Page 193 (book): Babies, fetal development and fluoride concern!
From Ch. 6. Reproductive and Developmental Effects of Fluoride
"There is wide variation with some correlation between fluoride concentration in maternal serum and cord blood, indicating that fluoride readily crosses the placenta. In general, average cord-blood concentrations are approximately 60% of maternal-serum concentrations, with proportionally lesser amounts present as higher maternal-serum concentrations (Gupta et al. 1993; Malhotra et al. 1993; Shimonovitz et al. 1995). Therefore, potential toxicity to the developing embryo and fetus in the setting of high maternal ingestion of fluoride has been a concern evaluated in both animal and humans."

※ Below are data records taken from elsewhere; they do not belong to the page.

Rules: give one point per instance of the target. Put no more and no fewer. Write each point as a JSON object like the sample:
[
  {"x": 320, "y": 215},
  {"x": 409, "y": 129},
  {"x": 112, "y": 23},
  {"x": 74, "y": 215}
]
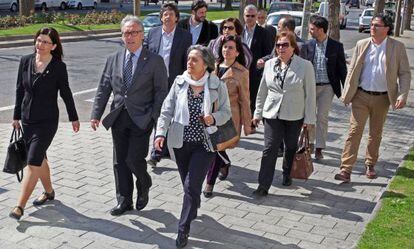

Page 292 (book): Kidney patients, renal function and fluoride
From Ch. 9. Effects on the Gastrointestinal, Renal, Hepatic, and Immune Systems
Patients with Renal Impairment
"Several investigators have shown that patients with impaired renal function, or on hemodialysis, tend to accumulate fluoride much more quickly than normal. Patients with renal osteodystrophy can have higher fluoride concentrations in their serum (see Table 9-3). Whether some bone changes in renal osteodystrophy can be attributed to excess bone fluoride accumulation alone, or in combination with other elements such as magnesium and aluminum, has not been clearly established (Erben et al. 1984; Huraib et al. 1993; Ng et al. 2004). Extreme caution should be used in patients on hemodialysis because failures of the dialysis equipment have occurred in the past, resulting in fluoride intoxication (Arnow et al. 1994)."